If using a remote file system, you must specify SHARED, even for one-node clusters. If the location is declared as USER, Vertica does not create subdirectories for each node. The setting of USER takes precedence over SHARED.

If you create a location and omit this keyword, the new storage location is treated as local. Each node must have unique access to the specified path. This location is usually a path in the node's own file system. Storage locations in file systems that are local to each node, such as Linux, are always local.

SHARED DATA storage locations are deprecated.
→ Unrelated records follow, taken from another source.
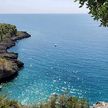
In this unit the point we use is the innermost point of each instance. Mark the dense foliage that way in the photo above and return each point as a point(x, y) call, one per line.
point(98, 9)
point(7, 30)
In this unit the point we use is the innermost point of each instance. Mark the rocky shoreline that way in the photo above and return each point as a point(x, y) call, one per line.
point(9, 63)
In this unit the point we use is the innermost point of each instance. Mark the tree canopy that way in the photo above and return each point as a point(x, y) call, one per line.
point(7, 30)
point(98, 9)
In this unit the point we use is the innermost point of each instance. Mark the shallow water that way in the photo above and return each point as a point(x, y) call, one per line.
point(78, 64)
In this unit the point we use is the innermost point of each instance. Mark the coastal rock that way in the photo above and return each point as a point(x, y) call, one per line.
point(9, 63)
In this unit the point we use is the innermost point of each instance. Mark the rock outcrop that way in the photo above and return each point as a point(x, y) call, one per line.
point(9, 63)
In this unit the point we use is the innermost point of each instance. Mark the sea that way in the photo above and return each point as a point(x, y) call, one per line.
point(66, 53)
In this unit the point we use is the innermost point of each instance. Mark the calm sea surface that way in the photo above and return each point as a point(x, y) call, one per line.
point(78, 64)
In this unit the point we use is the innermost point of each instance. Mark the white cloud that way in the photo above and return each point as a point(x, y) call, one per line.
point(40, 6)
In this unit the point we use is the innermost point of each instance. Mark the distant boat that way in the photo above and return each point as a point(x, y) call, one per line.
point(55, 45)
point(1, 87)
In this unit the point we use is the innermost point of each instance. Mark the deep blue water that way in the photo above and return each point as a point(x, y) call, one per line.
point(79, 63)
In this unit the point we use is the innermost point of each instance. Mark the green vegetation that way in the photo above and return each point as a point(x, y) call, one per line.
point(55, 101)
point(98, 9)
point(7, 30)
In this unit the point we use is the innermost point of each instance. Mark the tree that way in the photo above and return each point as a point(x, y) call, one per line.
point(98, 9)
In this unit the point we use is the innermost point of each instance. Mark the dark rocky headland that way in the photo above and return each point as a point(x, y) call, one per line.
point(9, 63)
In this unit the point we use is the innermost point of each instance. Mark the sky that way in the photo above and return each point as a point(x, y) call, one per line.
point(40, 6)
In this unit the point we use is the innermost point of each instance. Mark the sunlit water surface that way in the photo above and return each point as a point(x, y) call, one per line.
point(64, 53)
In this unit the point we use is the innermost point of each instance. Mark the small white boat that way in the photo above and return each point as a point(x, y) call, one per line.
point(55, 45)
point(1, 87)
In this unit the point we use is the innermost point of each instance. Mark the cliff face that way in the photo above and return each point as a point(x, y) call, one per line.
point(9, 63)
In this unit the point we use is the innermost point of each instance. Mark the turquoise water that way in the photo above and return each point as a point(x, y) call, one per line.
point(78, 64)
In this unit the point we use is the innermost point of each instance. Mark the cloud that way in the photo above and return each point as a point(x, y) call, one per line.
point(40, 6)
S3 Storage of Temporary Data in Eon Mode

If you are using Vertica in Eon Mode and have limited local disk space, that space might be insufficient to handle the large quantities of temporary data that some DML operations can generate. This is especially true for large load operations and refresh operations.

You can leverage S3 storage to handle temporary data, as follows:

  1. Create a remote storage location with CREATE LOCATION, where path is set to S3 as follows:
  2. Set the RemoteStorageForTemp session configuration parameter to 1:
    => ALTER SESSION SET RemoteStorageForTemp= 1;

    A temporary storage location must already exist on S3 before you set this parameter to 1; otherwise, Vertica throws an error and hint to create the storage location.

  3. Run the queries that require extra temporary storage.
  4. Reset RemoteStorageForTemp to its default value:
    => ALTER SESSION DEFAULT CLEAR RemoteStorageForTemp;

When you set RemoteStorageForTemp, Vertica redirects temporary data for all DML operations to the specified remote location. The parameter setting remains in effect until it is explicitly reset to its default value (0), or the current session ends.

Redirecting temporary data to S3 is liable to affect performance and require extra S3 API calls. Use it only for DML operations that involve large quantities of data.